The fibrin formation of PPP on the sample surface was observed by a scanning electron microscope (SEM). PPP (50 μL) along with CMS or TACMS (50 mg) and 5 μL of CaCl₂ (0.2 M) were added to the 24-well culture plate and incubated at 37 °C for 30 min. To remove the non-coagulated plasma, the samples were then dip rinsed twice in phosphate buffered solution (PBS). The samples were fixed with 2.5% glutaraldehyde solution (1 mL) for 15 min and dehydrated by a graded series of ethanol solutions. After drying for 12 h at 37 °C, the samples were observed by SEM. The red cells were obtained by centrifuging the whole blood at 1500 rpm for 5 min at 4 °C, then dip rinsing twice in PBS. The red cell solution was prepared by dispersing the red cells in PBS (v/v = 1 : 1). The red blood cell adhesion was observed as in the above method.

2.8. Hemolysis assay

Hemolysis assays were used to evaluate the interaction between blood and materials.³³ For the test, the red blood cells were obtained as a red blood cell adhesion. The red blood cells were dispersed in PBS at a ratio of 1 : 7. Each sample was 5 mg in weight and incubated with 1 mL of red cell dispersion for 60 min at 37 °C. All the test tubes containing test matters were centrifuged at 3000 rpm for 10 min, from which supernatant was extracted. An ultraviolet spectrophotometer was used to determine the OD value of the supernatant at 540 nm. The hemolysis ratio was calculated with eqn (3). Three parallel items were set for each group.

2.9. Cytotoxicity assay

The cytotoxicity of the prepared samples (CMS, TACMS) was investigated by MTT assay. A mouse myoblast cell line (ACTT, C2C12) was used. In short, C2C12 cells were cultured in Dulbecco's Modified Eagle's Medium (DMEM) with 0.11 g L⁻¹ L-glutamine, 2.2 g L⁻¹ sodium bicarbonate, 10% fetal bovine serum and 2% antibiotics (200 mg mL⁻¹ penicillin and 200 mg mL⁻¹ streptomycin) for 7 days. The medium was changed once every three days. The cells were seeded into 96-well plates at a density of 5000 cells per well and were then exposed to leaching solutions of the tested samples at a concentration of 0.1–0.5 mg mL⁻¹. After incubation in a fully humidified atmosphere of 5% CO₂ at 37 °C for 1 day, the cell viabilities were assessed by MTT assays. The results were reported as the means of at least five wells and presented as the cell viability of cells relative to the negative control.

2.10. Hemostasis evaluation in vitro and in vivo

All animal experiments were approved by the ethical committee of the National Tissue Engineering R&D Center (Shanghai, China). All animals were cared for and treated in accordance with the National Research Council's Guide for the Care and Use of Laboratory Animals. All efforts were made to minimize suffering and the number of animals used.

Surgery was completed on 2.5–3 kg male New Zealand white rabbits (Jambo Biological Technology Co. Ltd, Shanghai, China). Rabbits were only supplied with water 12 h before the operation and received general anesthesia with pentobarbital sodium (30 mg kg⁻¹) by intravenous injection before the surgery. Samples were sterilized by ultraviolet radiation (Heming Co, Ltd, Shanghai, China). All procedures were conducted under sterile conditions. 20 rabbits were divided into four groups (CS, CMS, TACMS and Arista® group) for hemostasis injury. Each rabbit was operated on to produce a liver injury model and an ear artery injury.

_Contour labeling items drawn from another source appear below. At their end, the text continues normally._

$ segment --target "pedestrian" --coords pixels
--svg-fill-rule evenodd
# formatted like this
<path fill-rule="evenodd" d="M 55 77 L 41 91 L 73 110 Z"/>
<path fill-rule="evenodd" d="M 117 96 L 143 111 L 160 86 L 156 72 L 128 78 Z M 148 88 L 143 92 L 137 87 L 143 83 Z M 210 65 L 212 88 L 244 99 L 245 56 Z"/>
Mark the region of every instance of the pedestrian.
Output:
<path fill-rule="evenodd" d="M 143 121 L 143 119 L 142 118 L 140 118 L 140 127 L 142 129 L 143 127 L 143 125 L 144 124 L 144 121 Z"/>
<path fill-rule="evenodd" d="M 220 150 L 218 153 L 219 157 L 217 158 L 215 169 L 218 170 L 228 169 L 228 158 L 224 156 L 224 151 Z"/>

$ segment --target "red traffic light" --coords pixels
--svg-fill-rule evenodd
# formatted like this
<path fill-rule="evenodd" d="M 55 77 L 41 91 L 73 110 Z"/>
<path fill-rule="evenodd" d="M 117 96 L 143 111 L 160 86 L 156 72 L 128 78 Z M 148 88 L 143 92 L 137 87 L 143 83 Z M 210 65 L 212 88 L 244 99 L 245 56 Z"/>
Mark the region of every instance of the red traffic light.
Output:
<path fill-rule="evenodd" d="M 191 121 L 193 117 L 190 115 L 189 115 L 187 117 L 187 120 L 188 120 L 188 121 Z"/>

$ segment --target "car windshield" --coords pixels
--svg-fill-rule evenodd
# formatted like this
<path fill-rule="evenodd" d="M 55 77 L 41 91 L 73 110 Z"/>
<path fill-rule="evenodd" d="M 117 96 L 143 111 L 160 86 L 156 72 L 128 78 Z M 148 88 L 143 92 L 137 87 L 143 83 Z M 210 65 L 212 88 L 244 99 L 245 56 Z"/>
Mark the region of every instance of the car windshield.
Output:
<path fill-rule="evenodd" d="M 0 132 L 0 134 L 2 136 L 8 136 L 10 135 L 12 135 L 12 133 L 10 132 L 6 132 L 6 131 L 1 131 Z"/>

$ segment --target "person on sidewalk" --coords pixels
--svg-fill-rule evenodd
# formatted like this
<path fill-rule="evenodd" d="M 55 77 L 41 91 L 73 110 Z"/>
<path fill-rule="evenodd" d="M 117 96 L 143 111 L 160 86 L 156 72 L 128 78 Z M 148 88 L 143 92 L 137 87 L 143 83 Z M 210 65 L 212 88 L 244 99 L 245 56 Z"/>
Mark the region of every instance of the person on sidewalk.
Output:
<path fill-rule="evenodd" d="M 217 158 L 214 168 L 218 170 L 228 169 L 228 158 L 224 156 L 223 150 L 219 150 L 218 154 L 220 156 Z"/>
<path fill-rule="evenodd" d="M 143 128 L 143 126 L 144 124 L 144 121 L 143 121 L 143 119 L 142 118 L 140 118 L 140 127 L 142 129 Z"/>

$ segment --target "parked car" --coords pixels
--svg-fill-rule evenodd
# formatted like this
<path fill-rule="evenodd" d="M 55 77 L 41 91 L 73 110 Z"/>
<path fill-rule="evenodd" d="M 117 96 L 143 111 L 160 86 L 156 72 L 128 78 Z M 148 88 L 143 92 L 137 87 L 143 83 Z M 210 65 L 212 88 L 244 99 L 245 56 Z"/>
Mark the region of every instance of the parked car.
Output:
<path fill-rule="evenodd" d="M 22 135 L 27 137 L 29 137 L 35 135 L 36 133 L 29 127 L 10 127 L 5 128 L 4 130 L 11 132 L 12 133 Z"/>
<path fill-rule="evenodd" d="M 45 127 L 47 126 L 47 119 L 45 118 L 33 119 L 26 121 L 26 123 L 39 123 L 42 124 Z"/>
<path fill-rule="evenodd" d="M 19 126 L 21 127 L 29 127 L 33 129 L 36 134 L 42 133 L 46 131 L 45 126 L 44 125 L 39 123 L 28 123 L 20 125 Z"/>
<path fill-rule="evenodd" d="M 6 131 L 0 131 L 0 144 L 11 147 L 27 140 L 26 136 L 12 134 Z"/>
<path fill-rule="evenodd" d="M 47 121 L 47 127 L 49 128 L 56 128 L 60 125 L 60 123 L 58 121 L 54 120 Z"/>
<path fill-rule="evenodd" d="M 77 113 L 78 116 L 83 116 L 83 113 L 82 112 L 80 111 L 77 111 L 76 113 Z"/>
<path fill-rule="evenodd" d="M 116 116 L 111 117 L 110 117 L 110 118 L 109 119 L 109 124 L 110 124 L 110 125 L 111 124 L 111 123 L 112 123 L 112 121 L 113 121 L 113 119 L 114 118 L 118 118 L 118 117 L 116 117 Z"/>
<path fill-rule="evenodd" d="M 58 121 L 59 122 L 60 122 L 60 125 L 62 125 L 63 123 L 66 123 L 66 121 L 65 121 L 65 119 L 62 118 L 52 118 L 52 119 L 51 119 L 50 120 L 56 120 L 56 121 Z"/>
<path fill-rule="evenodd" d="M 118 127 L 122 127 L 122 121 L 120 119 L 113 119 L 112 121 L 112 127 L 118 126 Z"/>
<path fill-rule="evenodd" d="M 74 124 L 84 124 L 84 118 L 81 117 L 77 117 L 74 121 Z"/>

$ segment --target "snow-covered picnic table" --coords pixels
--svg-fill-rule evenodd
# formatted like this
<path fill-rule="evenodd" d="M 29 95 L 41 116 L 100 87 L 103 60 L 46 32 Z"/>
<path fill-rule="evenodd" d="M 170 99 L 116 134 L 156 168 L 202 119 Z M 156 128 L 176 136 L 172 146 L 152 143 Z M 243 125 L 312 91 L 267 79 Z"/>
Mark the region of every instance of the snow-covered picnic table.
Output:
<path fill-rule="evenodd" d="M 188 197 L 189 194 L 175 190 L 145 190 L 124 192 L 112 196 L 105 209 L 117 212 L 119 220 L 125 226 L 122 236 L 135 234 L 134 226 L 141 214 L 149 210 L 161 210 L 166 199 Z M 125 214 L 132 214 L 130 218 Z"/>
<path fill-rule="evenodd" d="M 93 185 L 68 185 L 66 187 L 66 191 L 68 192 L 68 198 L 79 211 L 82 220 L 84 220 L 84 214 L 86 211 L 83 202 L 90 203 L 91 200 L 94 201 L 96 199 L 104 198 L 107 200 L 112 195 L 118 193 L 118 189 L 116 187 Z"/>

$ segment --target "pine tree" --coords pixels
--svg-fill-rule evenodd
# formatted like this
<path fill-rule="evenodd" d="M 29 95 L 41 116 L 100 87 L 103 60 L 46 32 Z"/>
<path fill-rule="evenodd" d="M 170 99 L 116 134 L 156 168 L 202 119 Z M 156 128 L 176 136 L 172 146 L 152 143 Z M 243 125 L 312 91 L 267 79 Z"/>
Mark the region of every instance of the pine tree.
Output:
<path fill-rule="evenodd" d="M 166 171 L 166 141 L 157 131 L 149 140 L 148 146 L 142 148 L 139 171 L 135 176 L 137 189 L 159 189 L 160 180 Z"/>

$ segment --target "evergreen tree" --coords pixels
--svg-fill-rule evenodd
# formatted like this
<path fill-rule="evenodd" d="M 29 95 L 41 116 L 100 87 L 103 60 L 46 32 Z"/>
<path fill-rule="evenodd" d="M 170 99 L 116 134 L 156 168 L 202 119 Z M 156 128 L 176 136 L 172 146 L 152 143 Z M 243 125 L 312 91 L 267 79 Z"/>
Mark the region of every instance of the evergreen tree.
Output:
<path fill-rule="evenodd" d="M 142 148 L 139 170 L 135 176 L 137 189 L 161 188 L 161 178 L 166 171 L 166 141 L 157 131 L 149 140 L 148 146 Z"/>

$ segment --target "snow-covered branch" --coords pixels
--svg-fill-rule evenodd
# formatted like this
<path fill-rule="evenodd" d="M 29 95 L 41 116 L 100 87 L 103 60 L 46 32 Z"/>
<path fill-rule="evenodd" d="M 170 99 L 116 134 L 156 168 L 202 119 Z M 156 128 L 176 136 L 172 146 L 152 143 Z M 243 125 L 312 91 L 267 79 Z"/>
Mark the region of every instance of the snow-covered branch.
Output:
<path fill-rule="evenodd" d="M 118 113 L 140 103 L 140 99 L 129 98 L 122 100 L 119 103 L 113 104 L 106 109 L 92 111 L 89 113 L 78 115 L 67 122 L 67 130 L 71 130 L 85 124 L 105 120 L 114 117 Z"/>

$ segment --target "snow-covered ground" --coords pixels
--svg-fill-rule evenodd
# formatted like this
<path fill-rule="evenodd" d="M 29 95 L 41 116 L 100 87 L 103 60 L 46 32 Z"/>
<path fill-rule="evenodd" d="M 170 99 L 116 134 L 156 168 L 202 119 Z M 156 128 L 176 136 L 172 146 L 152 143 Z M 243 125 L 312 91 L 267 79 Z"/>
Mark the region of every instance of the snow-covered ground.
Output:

(1) Hemostasis in rabbit ear artery model. For ear artery hemostasis surgery, a slotted wound of 1 cm with a depth of 0.3 cm was made in the ear artery using a scalpel, and the transudatory blood on the wound surface was removed with gauze. CS, CMS, TACMS or Arista® were sprayed directly onto the wound, and pressure applied gently with gauze for 10 s; the time of bleeding was recorded (Fig. 7). After accomplishment of hemostasis, the samples were scrubbed and the wound was washed with physiological sodium chloride solution. To determine the total blood loss of the rabbits, the weights of sterile gauze before and after surgery were measured. The rabbits were monitored for 3 days, 7 days and 42 days to evaluate their survival rate. All experiments were carried out five times (n = 5).

(2) Hemostasis in rabbit liver model. For live hemostasis surgery, the process is similar to the ear artery model except for the wound type. A cross-shaped wound of 2 × 2 cm with a depth of 0.5 cm was made in the liver using a scalpel. Drugs were sprinkled onto the wound before the wound was sutured layer after layer with monofilament nylon.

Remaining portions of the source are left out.